Non bisogna confondere il prodotto tipico, invece, con quello tradizionale (alcuni prodotti tipici sono anche tradizionali, non sempre è vero il contrario) che mantiene un legame con il passato, ma che non ha seguito l’evoluzione al miglioramento degli standard produttivi, influendo in maniera determinante su uno o più parametri qualitativi, anche come conseguenza di un legame con il territorio più blando.

Infine ci sono i “prodotti locali”, dove si fa riferimento ad un luogo geografico, e quelli “nostrani”, identitari e anche appartenenti alla tradizione, ma nessuno di questi sottintende un legame tra luogo e qualità del prodotto, oltre alla mancanza di irriproducibilità.

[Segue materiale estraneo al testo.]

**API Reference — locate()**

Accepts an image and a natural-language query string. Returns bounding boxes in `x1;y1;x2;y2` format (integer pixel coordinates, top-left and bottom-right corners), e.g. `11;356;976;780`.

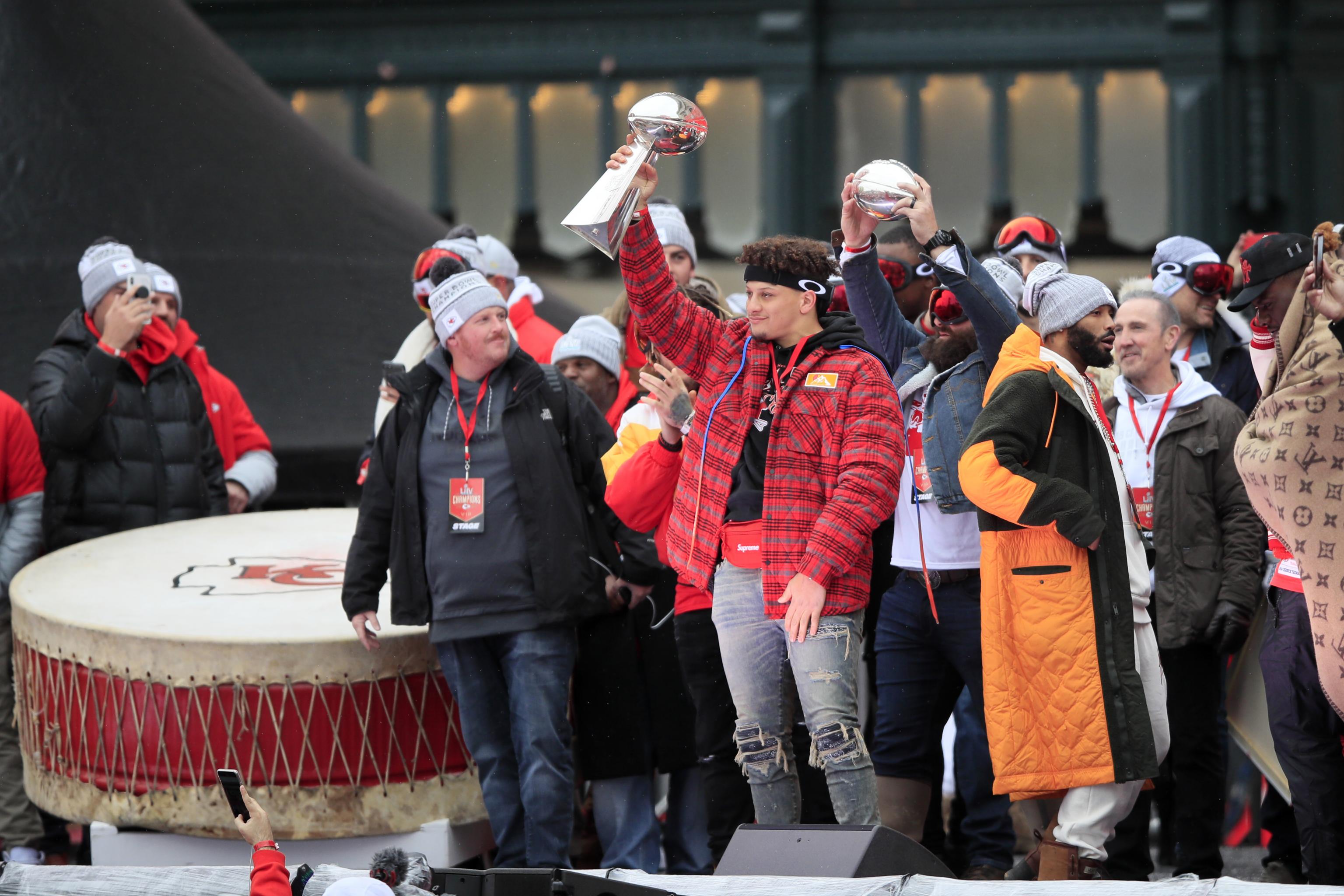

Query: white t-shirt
1040;345;1153;622
891;384;980;570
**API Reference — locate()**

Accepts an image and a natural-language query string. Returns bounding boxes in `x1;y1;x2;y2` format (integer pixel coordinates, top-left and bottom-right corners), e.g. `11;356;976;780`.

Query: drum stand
90;818;494;868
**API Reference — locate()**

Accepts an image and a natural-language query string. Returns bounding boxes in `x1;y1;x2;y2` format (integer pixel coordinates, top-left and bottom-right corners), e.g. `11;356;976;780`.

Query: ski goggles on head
929;289;966;326
994;215;1064;258
1152;262;1232;296
411;246;470;312
878;258;933;293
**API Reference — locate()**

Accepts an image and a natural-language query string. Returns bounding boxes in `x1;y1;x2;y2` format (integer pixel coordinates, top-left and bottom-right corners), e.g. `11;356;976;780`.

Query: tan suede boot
1036;840;1106;880
878;775;933;844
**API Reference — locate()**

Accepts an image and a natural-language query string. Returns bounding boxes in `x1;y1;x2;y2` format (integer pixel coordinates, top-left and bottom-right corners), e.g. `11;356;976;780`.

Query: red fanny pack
721;520;761;570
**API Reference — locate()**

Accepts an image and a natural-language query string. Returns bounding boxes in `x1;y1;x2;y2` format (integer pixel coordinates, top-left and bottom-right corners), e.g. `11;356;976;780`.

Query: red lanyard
770;339;808;407
1129;383;1180;469
448;369;490;477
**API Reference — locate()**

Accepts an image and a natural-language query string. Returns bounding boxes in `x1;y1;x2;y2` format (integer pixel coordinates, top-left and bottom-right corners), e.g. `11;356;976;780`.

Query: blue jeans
438;626;578;868
714;563;879;825
872;575;1013;868
592;766;714;875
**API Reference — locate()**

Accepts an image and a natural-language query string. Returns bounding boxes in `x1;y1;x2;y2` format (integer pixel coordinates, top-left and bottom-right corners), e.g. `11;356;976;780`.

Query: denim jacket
841;236;1022;513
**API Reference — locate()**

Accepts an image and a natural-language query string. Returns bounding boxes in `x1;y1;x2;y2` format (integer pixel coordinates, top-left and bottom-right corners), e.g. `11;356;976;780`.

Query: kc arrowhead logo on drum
172;557;346;596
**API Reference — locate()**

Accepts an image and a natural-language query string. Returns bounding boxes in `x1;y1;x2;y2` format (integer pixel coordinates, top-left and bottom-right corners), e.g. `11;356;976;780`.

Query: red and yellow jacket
602;402;714;614
621;217;904;619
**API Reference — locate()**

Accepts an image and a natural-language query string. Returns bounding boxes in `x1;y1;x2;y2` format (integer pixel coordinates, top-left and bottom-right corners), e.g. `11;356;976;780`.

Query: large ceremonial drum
11;509;485;840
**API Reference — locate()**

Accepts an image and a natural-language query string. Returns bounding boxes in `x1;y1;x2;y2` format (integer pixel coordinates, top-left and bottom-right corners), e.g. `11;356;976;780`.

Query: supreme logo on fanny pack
719;520;761;570
802;372;840;388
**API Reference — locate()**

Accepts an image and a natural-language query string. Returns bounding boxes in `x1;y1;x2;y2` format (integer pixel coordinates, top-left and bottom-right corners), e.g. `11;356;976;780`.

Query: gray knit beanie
429;270;508;343
78;243;145;313
551;314;622;379
1022;262;1116;337
143;262;182;314
648;202;699;267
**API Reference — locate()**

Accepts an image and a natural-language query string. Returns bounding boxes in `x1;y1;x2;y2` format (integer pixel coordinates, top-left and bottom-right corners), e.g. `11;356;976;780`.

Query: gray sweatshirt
419;345;538;642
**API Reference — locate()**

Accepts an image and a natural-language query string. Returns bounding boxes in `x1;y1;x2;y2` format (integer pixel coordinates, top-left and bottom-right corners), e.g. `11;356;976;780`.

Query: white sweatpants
1055;622;1172;861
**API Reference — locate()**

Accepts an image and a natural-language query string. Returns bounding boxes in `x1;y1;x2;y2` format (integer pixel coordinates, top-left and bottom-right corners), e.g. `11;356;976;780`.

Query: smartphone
289;862;313;896
126;274;154;298
215;768;251;821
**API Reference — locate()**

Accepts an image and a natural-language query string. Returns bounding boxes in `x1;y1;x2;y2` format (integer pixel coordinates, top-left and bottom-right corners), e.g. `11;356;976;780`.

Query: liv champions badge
448;477;485;535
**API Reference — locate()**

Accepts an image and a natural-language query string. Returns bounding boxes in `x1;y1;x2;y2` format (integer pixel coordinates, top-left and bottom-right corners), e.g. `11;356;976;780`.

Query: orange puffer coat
959;326;1157;799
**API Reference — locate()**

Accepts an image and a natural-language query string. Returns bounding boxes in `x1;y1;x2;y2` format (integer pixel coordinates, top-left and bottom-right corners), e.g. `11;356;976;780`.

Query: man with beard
1152;236;1259;414
959;262;1169;880
840;175;1022;880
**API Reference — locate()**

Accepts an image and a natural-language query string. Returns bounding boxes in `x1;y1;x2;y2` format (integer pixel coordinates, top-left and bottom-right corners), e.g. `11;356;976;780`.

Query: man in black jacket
28;241;228;551
341;271;640;868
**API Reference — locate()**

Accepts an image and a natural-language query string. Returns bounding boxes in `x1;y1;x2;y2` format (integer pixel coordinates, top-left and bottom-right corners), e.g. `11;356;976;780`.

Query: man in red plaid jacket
608;147;904;825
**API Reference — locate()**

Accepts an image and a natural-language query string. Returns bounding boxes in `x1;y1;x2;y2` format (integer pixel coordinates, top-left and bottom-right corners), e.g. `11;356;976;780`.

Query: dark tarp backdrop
0;0;572;504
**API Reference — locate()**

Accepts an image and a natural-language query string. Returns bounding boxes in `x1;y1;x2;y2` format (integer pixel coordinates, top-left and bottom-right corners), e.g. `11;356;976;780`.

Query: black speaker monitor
714;825;956;877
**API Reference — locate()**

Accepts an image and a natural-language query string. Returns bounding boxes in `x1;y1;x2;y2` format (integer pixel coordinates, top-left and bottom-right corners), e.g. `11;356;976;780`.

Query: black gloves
1204;600;1251;654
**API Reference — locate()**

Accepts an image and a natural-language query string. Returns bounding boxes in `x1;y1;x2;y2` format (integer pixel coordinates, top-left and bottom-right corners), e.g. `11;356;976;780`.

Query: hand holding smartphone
215;768;251;822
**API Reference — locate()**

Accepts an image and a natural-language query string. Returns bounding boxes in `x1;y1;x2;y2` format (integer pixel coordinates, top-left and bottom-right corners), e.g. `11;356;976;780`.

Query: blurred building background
192;0;1344;274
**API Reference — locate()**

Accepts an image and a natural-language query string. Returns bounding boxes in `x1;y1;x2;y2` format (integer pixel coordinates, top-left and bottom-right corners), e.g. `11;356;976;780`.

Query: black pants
1261;588;1344;887
673;610;758;862
1106;644;1227;880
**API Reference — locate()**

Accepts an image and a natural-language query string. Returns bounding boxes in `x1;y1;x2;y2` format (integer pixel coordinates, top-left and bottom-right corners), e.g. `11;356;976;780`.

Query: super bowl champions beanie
1022;262;1116;337
648;204;700;267
476;234;518;280
144;262;182;314
429;270;508;343
551;314;621;379
78;243;145;313
981;258;1023;308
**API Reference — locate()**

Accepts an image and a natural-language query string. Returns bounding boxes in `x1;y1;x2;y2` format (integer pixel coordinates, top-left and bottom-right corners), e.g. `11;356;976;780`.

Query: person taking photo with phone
144;262;277;513
28;238;228;551
608;138;903;825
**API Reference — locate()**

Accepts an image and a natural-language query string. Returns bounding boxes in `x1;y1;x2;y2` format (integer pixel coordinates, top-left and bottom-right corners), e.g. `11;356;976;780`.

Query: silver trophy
560;93;708;258
854;158;915;220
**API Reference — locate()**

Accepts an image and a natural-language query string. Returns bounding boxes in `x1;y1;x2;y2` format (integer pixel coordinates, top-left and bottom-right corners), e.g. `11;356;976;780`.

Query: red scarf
85;312;178;383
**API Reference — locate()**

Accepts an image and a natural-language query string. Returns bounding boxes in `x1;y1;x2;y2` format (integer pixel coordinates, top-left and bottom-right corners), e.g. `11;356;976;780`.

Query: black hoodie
28;309;228;551
724;312;886;522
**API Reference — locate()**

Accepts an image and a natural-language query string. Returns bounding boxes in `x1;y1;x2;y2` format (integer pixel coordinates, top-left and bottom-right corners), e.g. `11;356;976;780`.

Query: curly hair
736;236;840;284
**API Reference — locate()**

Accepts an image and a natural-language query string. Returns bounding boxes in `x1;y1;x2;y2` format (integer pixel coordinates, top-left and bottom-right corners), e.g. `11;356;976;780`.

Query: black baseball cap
1227;234;1312;312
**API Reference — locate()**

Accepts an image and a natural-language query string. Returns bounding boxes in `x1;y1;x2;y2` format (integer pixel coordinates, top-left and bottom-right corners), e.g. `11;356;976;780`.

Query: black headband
742;265;826;296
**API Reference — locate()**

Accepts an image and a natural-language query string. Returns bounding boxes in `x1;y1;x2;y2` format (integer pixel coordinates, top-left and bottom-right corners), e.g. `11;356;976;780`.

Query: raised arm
923;231;1022;369
606;147;727;379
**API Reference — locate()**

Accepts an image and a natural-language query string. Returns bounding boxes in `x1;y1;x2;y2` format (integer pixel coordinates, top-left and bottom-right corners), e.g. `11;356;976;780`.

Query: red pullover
173;317;270;473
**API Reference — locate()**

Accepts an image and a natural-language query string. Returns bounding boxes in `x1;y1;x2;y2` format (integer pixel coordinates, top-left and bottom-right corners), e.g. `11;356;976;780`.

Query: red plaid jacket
621;216;904;619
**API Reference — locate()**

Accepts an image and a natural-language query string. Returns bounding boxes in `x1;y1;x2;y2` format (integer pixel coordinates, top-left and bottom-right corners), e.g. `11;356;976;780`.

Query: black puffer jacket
28;310;228;551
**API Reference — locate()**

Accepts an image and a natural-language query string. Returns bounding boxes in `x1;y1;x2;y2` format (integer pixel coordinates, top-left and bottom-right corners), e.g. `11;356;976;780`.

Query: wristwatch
920;228;957;255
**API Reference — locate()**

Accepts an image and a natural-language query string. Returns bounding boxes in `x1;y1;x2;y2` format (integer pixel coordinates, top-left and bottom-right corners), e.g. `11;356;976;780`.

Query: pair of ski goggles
994;215;1066;258
1152;262;1232;296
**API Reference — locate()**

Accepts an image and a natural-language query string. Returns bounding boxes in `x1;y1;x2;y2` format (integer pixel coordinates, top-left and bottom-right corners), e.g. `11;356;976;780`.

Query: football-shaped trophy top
629;93;708;156
854;158;915;220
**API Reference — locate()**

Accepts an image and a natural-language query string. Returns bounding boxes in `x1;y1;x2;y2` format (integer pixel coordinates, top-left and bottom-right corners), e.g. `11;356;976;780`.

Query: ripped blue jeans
714;563;878;825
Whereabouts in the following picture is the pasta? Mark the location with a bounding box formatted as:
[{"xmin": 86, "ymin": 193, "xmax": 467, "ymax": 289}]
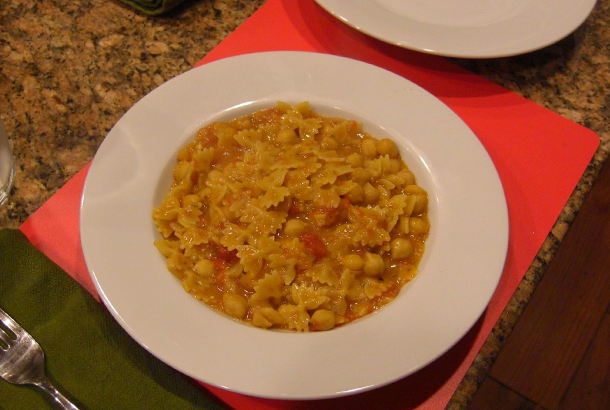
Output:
[{"xmin": 152, "ymin": 102, "xmax": 430, "ymax": 331}]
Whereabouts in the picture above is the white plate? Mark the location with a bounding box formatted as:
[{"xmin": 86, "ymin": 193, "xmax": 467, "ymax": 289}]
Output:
[
  {"xmin": 316, "ymin": 0, "xmax": 596, "ymax": 58},
  {"xmin": 81, "ymin": 52, "xmax": 508, "ymax": 399}
]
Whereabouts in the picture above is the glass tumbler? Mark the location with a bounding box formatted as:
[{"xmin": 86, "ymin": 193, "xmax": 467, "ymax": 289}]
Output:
[{"xmin": 0, "ymin": 119, "xmax": 15, "ymax": 205}]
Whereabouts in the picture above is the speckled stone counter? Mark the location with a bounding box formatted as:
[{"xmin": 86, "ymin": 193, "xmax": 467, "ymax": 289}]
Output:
[{"xmin": 0, "ymin": 0, "xmax": 610, "ymax": 410}]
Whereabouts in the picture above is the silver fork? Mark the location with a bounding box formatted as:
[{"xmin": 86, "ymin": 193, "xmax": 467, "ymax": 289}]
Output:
[{"xmin": 0, "ymin": 309, "xmax": 78, "ymax": 410}]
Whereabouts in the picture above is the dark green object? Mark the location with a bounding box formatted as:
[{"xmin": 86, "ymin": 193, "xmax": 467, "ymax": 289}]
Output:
[
  {"xmin": 0, "ymin": 229, "xmax": 227, "ymax": 410},
  {"xmin": 119, "ymin": 0, "xmax": 185, "ymax": 16}
]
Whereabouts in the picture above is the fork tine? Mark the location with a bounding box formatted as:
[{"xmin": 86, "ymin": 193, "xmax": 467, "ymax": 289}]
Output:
[{"xmin": 0, "ymin": 326, "xmax": 15, "ymax": 350}]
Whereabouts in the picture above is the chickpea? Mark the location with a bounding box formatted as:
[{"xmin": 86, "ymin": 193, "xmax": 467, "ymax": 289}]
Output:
[
  {"xmin": 284, "ymin": 219, "xmax": 305, "ymax": 237},
  {"xmin": 180, "ymin": 194, "xmax": 200, "ymax": 208},
  {"xmin": 343, "ymin": 253, "xmax": 364, "ymax": 270},
  {"xmin": 174, "ymin": 161, "xmax": 190, "ymax": 181},
  {"xmin": 364, "ymin": 182, "xmax": 379, "ymax": 204},
  {"xmin": 376, "ymin": 138, "xmax": 398, "ymax": 158},
  {"xmin": 364, "ymin": 252, "xmax": 385, "ymax": 276},
  {"xmin": 398, "ymin": 215, "xmax": 411, "ymax": 234},
  {"xmin": 409, "ymin": 217, "xmax": 430, "ymax": 235},
  {"xmin": 347, "ymin": 152, "xmax": 364, "ymax": 168},
  {"xmin": 347, "ymin": 185, "xmax": 364, "ymax": 204},
  {"xmin": 390, "ymin": 238, "xmax": 413, "ymax": 259},
  {"xmin": 398, "ymin": 168, "xmax": 415, "ymax": 185},
  {"xmin": 275, "ymin": 128, "xmax": 297, "ymax": 144},
  {"xmin": 252, "ymin": 312, "xmax": 273, "ymax": 329},
  {"xmin": 311, "ymin": 309, "xmax": 335, "ymax": 330},
  {"xmin": 413, "ymin": 194, "xmax": 428, "ymax": 215},
  {"xmin": 352, "ymin": 168, "xmax": 371, "ymax": 184},
  {"xmin": 193, "ymin": 259, "xmax": 214, "ymax": 277},
  {"xmin": 320, "ymin": 136, "xmax": 339, "ymax": 150},
  {"xmin": 361, "ymin": 138, "xmax": 377, "ymax": 159},
  {"xmin": 222, "ymin": 293, "xmax": 248, "ymax": 319}
]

Tutto questo panegirico per dire cosa? Il legame che si stabilisce tra un prodotto autoctono, tipico o in generale per una denominazione d’origine con il suo territorio, oltre agli attributi di tipo materiale (aspetti organolettici) e quelli immateriali (cultura, ambiente, artigianalità, tradizione), fornisce anche degli attributi esterni, dati dall’interazione del consumatore con il territorio d’origine, fruibili direttamente nell’ambito dello stesso, pensiamo per esempio al paesaggio agricolo (olivicoltura o viticoltura in particolare). Ci sono poi altri attributi, definiti ideali, come la tutela dal processo di massificazione voluto dall’industria - che spesso produce cibo spazzatura - quindi difesa della biodiversità, tutela delle piccole economie di scala e quindi anche del paesaggio agrario (parte importante del paesaggio culturale). Ma chi è l’artefice di tutto questo: il produttore, con la sua storia, il suo lavoro, il suo rapporto con la terra, la sua faccia messa sempre davanti a tutto. Il vero valore aggiunto, anche oltre una denominazione, il collante tra qualità del prodotto e territorio. Il consumatore che riconosce, quindi, il valore di questi attributi, sarà disposto a pagare un prezzo più alto per questo tipo di prodotti, anche rispetto ad altri con caratteristiche chimico-fisiche e organolettiche simili, ma con un’origine territoriale diversa o comunque non identificabile. Dopo tutto, “mangiare è un atto agricolo” (Wendel Berry)!